We then had amazing journal club session with Dr. Santos. We discussed two game changing articles regarding cardiac and renal benefits of SGLT2 inhibitors. Our amazing R3s Sophie Cannon and Mark Jiang led the discussion on these two ground breaking articles (EMPEROR Trial and DAPA Trial) posted below. It made us think about the wonderful benefits of SGLT2 inhibitors even in our non diabetes patients!!

Finally Dr. Santos led us in a discussion regarding diabetes medications. We worked though a worksheet posted above to help us characterize and understand the risks and benefits of various classes of DM medications. We then worked through cases to discuss the thought process behind adding various therapies to a DM regimen.

Look at me, I B D expert on IBD

Today at the VA we were lucky to have Dr. Anna Silverman give us an excellent talk on the management of IBD flares for the inpatient setting, with the help of GI expert Dr. Gobind Anand! Let’s check out some of Anna’s top pearls from the discussion!

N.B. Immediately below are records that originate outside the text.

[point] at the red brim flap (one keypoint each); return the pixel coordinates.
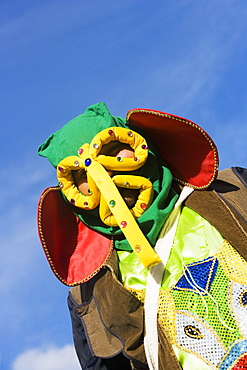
(74, 252)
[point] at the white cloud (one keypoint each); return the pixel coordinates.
(52, 358)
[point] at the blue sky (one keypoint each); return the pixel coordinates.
(185, 57)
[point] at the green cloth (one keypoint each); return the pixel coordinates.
(82, 129)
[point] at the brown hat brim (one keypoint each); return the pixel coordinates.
(186, 148)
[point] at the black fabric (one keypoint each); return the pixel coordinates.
(86, 358)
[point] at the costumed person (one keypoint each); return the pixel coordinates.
(151, 239)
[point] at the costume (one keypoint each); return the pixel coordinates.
(108, 256)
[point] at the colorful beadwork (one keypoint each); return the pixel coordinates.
(87, 162)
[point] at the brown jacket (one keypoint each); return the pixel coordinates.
(112, 317)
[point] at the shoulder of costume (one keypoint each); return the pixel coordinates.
(224, 205)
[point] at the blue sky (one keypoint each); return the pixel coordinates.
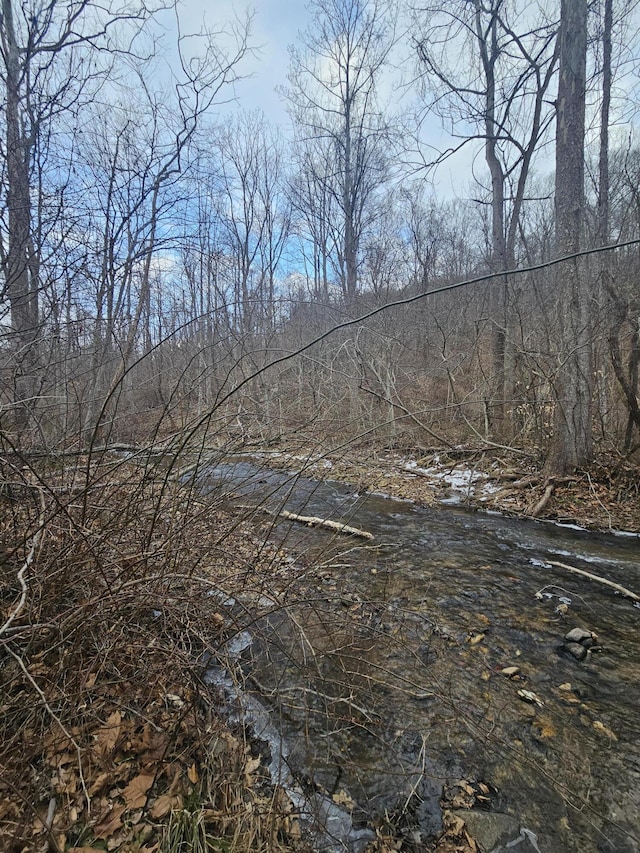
(276, 24)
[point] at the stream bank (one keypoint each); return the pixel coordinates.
(431, 667)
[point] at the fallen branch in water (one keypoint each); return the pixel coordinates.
(338, 526)
(621, 589)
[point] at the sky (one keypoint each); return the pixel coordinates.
(275, 26)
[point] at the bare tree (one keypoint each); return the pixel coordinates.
(571, 441)
(334, 98)
(499, 95)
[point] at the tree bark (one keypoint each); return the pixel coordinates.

  1. When a patient with IBD presents to the hospital, the top 5 labs to order are:
    • CBC (looking at Hgb level, signs of left shift for infection)
    • CMP (looking at Cr for potential AKI, albumin levels for protein loss, coinciding liver injury)
    • CRP (inflammation level compared to their baseline CRP for their disease)
    • Fecal Calprotectin (gut-specific inflammation)
    • C. diff (IBD patients have a ~5x increased risk of C. diff infection!)
  1. Patients admitted for IBD flares should always be started on DVT ppx (unless they are hemodynamically unstable from hemorrhagic shock). Even if there is hematochezia, as long as the Hgb is above the transfusion range and it’s not significant/life-threatening we STILL give DVT ppx due to the VERY high propensity for these patients to develop clots.
  2. Inpatient colonoscopy in these patients has 3 key functions:
    • Confirm diagnosis (many cases it’s not clear if the patient has UC or Crohn’s)
    • Establish the severity of inflammation
    • Obtain biopsies to confirm/rule out the presence of mimickers (like CMV colitis)
  1. Mainstay of flare treatment is going to be IV steroids. If these aren’t enough to turn things around, biologics are the next step (and ultimately what patients use for maintenance therapy).

That’s it for now! Great job Anna and Dr. Anand!! Thanks for teaching us so much!!

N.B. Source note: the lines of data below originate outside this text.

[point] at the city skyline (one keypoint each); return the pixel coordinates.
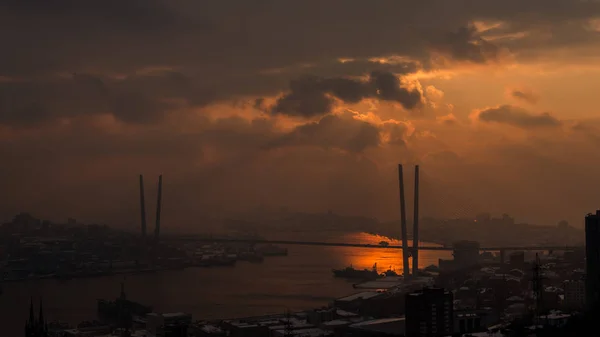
(240, 107)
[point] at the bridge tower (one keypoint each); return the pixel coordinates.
(142, 206)
(405, 252)
(415, 253)
(158, 208)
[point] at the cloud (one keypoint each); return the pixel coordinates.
(525, 95)
(313, 96)
(334, 131)
(518, 117)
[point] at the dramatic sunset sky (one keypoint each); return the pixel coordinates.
(306, 104)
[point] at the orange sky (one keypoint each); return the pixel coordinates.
(299, 105)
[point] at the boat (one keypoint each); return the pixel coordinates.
(272, 250)
(351, 273)
(389, 273)
(251, 257)
(121, 308)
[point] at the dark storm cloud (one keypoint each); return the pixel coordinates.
(525, 95)
(466, 44)
(515, 116)
(29, 103)
(313, 96)
(233, 38)
(332, 131)
(219, 51)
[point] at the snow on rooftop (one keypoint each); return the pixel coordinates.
(363, 295)
(174, 315)
(336, 322)
(307, 332)
(211, 329)
(344, 313)
(378, 321)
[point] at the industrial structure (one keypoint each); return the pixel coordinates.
(592, 260)
(143, 208)
(406, 251)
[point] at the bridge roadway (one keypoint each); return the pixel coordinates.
(359, 245)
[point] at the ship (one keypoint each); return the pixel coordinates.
(356, 274)
(251, 257)
(121, 309)
(384, 244)
(389, 273)
(272, 250)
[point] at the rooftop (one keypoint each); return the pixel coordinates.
(363, 295)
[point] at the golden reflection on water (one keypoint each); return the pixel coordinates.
(385, 258)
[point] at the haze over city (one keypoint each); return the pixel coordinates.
(299, 168)
(299, 104)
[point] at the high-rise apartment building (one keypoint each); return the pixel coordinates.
(429, 313)
(592, 260)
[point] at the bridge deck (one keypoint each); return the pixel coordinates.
(359, 245)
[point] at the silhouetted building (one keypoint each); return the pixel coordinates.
(171, 324)
(592, 259)
(574, 294)
(466, 254)
(33, 327)
(517, 259)
(429, 313)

RACE Track Morning Teaching Conference – Abnormal Uterine Bleeding!

Today during Hillcrest MTC, one of our RACE Track R2’s, Alex Tong, presented a case of a 38 year old woman who presented to clinic with heavy menstrual bleeding that started two weeks prior. The patient ultimately was found to be pregnant and was sent to the ED for expedited workup of potential ectopic pregnancy. She was found ultimately to have a miscarriage with no retained products of conception. We discussed the key points for a gynecological history and exam for patients presenting with abnormal uterine bleeding. We discussed the differential for abnormal uterine bleeding, key clinical presenting factors for each cause, and further diagnostic imaging and workup. Finally, we discussed the diagnostic considerations and workup for suspected ectopic pregnancy.

Key Take-Away Points:

1.) A helpful pneumonic to organize the various causes of non-gravid abnormal uterine bleeding is PALM (structural)-COEIN (nonstructural): Polyps, Adenomyosis, Leiomyoma, Malignancy, Coagulopathy, Ovulatory, Endometrial, Iatrogenic, and Not otherwise classified.

2.) Depending on the suspected structural causes of abnormal uterine bleeding, workup should include transvaginal ultrasound, saline infusion sonogram. Pelvic MRI can be helpful to distinguish focal vs. diffuse adenomyosis. Hysteroscopy and biopsy may be necessary to work up suspected malignancy.

3.) For a patient with suspected ectopic pregnancy, a serum B-HCG is more sensitive than a urine B-HCG. If a transvaginal ultrasound does not reveal pregnancy, trending the B-HCG is the most important next step to differentiate ectopic pregnancy from a previous miscarriage without retained products of conception.